Worst Closing Lines

>Yossarian jumped. Nately's whore was hiding just outside the door. The knife came down, missing him by Catch-22 inches, and he sped off.
What WAS Heller thinking?

>Maybe the real Portrait of an Artist as a Young Man was the friends we made along the way

And you people talk about Joyce as if he's the king of literature or something

"...and it truly was Mein Kampf."

Fucking really, Hitler?

>inches
Americans

>"...and it truly was Mein Kampf."
What mine doesn't end like that

“Oedipa settle back, to await the crying of lot 49.”

fucking seriously?

So disappointed in that book overall

stopped reading there, what absolute drivel

Has it occurred to you that these tropes were not yet cliché, and were actually once able to evoke sentimentality and wistfulness, rather than cringe?

Welcome to the water.

>and, after it all, I realized that I finally knew the meaning of both War and Peace
Honestly Veeky Forums memed me

the shit about walking around admiring buildings still made me laugh out loud when i read it

>BIFF to Linda, as he takes her in his arms and lifts her away from the grave: Pop died the death of a salesman. Come on, pal, let's head back home.

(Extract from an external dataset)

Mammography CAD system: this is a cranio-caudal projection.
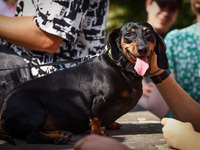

>Two roads diverged in a wood, and I—
>I took the one less traveled by,
>And that has made all the difference.

Yuck.

road less travelled is satire tho

Unironically The Makioka Sisters by Tanizaki Junichiro:

>Yukiko's diarrhea persisted through the twenty-sixth, and was a problem on the train to Tokyo.

Imagine reading 500 pages meticulously rendering the cultural milieu of pre-war Japan, and this is what you end on. It's probably one of my favorite endings I've ever read, though. It actually makes sense in context.

Damn, that's... that's an ending.

>For never was a story of more woe / Than this of Romeo and Juliet
William Hackspear, more like.

>So we beat on, boats against the current, borne back ceaselessly into the past, until we have ourselves become The Great Gatsby

>And finally back home with his wife, he could say it was truly quite an Odyssey
How did this translation get published?

>MRS. ALVING. Ghosts! When I heard Regina and Oswald in there, it was as though Ghosts rose up before me. But I almost think, truly, that we are all of us Ghosts, Pastor Manders.

— Ghosts

>SOLNESS. [Laughs.] No, no—of course not! Heaven forbid! Only think—to be Solness, The Master Builder!

-- The Master Builder

>DR. STOCKMAN. ...Let the whole country perish, let all these people be exterminated!
>VOICES FROM THE CROWD. That is talking like An Enemy of the People!

— An Enemy of the People

>NORA. And you’ve always been so kind to me. But our house has never been anything but a play-room. I have been your doll wife, just as at home I was Daddy’s doll child. And the children in turn have been my dolls, in A Doll's House.

— A Doll’s House

>GREGERS. Isn’t it a duck ?
>EKDAL.[Hurt.] Why, of coarse it's a duck.
>HlALMAR. But what kind of duck, do you think ?
>HEDVIG. It's not just a common duck
>EKDAL. Sh!
>GREGERS. And it's not a Muscovy duck either.
>EKDAL. No, Mr. — Werle ; ifs not a Muscovy duck; for it's The Wild Duck !

--The Wild Duck

>PROFESSOR RUBEK. Oh, Irene--that might have been our life.--And that we have forfeited--we two.
>IRENE. We see the irretrievable only when--[Breaks off.]
>PROFESSOR RUBEK.[Looks inquiringly at her.] When---?
>IRENE. When We Dead Awaken.

—When We Dead Awaken

>Bernick: And we--we have a long earnest day of work ahead of us; I most of all. But let it come; only keep close round me you true, loyal women. I have learned this too, in these last few days; it is you women that are The Pillars of Society.

— The Pillars of Society

>It is a hot summer’s day. PEER GYNT, a sturdy youth of twenty, comes down the path…

--Peer Gynt

>LOVBORG. [Repeats softly.] Hedda Gabler!

--Hedda Gabler

Ibsen was the ultimate hack

i hate reading this book. what the fuck is supposed to be so great about it? sure ive had some chuckles along the way but cmon

>...and that's when she turned and said, "tractatus logico philosophicus."

i can see where the analytic backlash came from

>No question now what has happened to the faces of the pigs. The creatures outside looked from pig to man, and from man to pig, and from pig to man again: but already it was impossible to say which was which.

d e e p

>and God said "truly this is the bible"

fuck christians desu

my same reaction

>"Who are you people?!"
>"We're the Brothers Karamazov!"

Does anyone else love title drops while reading?

It was good until they started calling themselves "The Travelling Karamazovs" and doing circus acts. I mean, what the fuck?